I received this inquiry: I want to have a no-wrap shower and just have people’s lovely gifts displayed—and of course, I’ll be sure to thank everyone just as I would if I were opening them. My mother is horrified and says that’s rude. Are such showers considered to be in poor taste? I’ve been to quite a few. Let me know what you think! :)
There seem to be two different issues here: First, should the guests be asked to bring unwrapped gifts, and, second, what happens when the bride and her mother differ on wedding etiquette.

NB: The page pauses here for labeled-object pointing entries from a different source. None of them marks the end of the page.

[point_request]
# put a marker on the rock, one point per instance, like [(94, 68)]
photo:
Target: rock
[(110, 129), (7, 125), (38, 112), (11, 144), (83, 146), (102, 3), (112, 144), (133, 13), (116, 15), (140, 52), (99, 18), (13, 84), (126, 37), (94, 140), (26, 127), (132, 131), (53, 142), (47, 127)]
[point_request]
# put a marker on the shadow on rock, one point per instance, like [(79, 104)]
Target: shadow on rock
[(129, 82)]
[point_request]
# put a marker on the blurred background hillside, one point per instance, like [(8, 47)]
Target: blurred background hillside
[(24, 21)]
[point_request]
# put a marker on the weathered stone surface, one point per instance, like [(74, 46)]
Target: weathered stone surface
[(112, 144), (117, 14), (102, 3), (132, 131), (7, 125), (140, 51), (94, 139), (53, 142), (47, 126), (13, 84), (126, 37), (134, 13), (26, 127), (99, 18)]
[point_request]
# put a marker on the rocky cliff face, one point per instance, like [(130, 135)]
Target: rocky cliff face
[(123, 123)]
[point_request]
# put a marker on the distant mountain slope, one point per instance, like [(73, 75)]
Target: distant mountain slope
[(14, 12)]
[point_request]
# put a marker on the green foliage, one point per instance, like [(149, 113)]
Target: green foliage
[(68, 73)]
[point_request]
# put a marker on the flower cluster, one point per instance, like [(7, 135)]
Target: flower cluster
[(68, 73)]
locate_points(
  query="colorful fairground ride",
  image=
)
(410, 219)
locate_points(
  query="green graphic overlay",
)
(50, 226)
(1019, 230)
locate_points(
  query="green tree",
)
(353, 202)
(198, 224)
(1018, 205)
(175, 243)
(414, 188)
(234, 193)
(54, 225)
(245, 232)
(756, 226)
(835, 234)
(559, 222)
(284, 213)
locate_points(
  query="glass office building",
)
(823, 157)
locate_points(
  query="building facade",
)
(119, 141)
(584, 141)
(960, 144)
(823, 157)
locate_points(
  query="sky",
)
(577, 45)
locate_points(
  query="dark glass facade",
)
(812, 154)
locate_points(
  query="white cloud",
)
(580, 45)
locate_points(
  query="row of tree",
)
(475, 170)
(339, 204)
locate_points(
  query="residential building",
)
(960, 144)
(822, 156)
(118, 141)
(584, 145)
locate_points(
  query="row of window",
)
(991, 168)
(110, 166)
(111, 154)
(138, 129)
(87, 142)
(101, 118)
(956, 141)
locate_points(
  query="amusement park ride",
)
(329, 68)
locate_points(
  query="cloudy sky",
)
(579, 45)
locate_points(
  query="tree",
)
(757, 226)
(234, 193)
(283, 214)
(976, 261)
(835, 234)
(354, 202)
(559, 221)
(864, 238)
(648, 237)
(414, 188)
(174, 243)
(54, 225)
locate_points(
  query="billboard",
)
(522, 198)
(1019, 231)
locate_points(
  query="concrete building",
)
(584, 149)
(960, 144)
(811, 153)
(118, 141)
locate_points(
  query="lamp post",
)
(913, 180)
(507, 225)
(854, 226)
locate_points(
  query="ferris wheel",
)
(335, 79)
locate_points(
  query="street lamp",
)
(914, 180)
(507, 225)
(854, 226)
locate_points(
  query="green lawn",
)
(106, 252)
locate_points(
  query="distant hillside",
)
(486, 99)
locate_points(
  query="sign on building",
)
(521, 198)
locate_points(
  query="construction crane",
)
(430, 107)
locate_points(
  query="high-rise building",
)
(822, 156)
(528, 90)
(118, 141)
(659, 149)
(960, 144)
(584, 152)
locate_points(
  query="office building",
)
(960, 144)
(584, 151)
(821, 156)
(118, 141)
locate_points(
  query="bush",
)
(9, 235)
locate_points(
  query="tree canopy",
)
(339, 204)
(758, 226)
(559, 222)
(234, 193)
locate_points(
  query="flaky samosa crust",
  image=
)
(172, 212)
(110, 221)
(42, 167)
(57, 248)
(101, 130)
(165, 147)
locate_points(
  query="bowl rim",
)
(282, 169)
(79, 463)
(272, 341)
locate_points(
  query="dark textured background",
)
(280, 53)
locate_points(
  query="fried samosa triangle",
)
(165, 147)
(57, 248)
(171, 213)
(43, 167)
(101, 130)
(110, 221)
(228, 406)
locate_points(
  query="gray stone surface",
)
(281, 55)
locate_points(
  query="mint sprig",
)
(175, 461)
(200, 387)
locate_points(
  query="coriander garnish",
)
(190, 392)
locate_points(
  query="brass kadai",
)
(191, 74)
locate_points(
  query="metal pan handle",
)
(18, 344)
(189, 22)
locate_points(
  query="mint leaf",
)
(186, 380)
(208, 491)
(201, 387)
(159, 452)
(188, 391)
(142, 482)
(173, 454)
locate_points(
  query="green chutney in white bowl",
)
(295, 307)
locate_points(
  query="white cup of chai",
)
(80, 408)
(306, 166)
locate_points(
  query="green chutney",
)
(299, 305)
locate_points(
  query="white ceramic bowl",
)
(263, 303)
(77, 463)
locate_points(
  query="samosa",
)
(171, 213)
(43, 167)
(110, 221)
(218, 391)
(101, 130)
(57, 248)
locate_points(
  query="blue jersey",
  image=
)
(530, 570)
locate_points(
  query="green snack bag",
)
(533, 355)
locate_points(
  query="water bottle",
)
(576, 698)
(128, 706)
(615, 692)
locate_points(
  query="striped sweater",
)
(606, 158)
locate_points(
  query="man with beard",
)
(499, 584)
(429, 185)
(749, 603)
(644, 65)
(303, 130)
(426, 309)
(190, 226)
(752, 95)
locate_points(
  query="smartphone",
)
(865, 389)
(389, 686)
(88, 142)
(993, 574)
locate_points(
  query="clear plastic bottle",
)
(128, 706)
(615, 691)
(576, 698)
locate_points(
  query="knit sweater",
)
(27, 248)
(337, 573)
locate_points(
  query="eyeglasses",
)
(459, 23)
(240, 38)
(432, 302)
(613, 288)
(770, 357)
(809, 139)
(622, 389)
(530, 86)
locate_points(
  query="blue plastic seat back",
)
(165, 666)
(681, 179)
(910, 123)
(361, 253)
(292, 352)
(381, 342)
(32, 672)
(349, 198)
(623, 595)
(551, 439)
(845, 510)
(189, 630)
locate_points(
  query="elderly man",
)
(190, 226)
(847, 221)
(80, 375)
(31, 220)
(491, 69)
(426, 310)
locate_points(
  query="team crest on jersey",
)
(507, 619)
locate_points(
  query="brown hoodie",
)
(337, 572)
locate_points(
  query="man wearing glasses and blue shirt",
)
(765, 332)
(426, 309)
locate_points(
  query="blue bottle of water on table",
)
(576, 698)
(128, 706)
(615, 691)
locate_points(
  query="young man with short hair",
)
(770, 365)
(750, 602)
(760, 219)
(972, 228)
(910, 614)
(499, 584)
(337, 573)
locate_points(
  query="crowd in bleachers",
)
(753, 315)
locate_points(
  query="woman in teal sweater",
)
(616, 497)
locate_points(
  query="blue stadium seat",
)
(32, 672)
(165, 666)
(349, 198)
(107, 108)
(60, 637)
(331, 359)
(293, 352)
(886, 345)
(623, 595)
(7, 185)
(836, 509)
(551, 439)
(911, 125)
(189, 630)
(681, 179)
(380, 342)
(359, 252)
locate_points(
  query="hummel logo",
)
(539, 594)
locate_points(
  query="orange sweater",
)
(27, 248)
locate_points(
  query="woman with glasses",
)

And, as a wedding planner, I have heard both arguments. The argument for a shower with unwrapped gifts seems to focus on the waste of resources, both money and paper. A compromise here is to request that gifts are presented with recycled paper. But… why are you telling guests how to wrap their gifts? Somehow it makes it sound like the recipient is so focused on the gifts and not the gathering. Guests pick their wrapping paper (or other materials) with care. That’s part of thoughtful gift-giving.
And I have heard the argument that if the gifts arrive unwrapped, there will be more time for socializing and less time tearing paper from boxes. Many of the gifts have probably been purchased from the couple’s registry, so there isn’t the issue of opening an unwelcomed present and pretending to love it. And yes, sometimes the opening of gifts takes waaaaay too long. To alleviate this issue, the bride’s attendants can form an assembly line and sit with the bride. One can take open the cards, the bride can open the box, the next attendant can handle the wrapping paper (and ribbons), and the last one can keep a record of the gifts and their donors.
AND…If it’s a matter of appearing rude to the mother’s friends, I would suggest sensitivity here. Why do something that would actually offend her shower guests?
So… my short answer: I would urge the bride NOT to have a shower with unwrapped gifts. What do you think?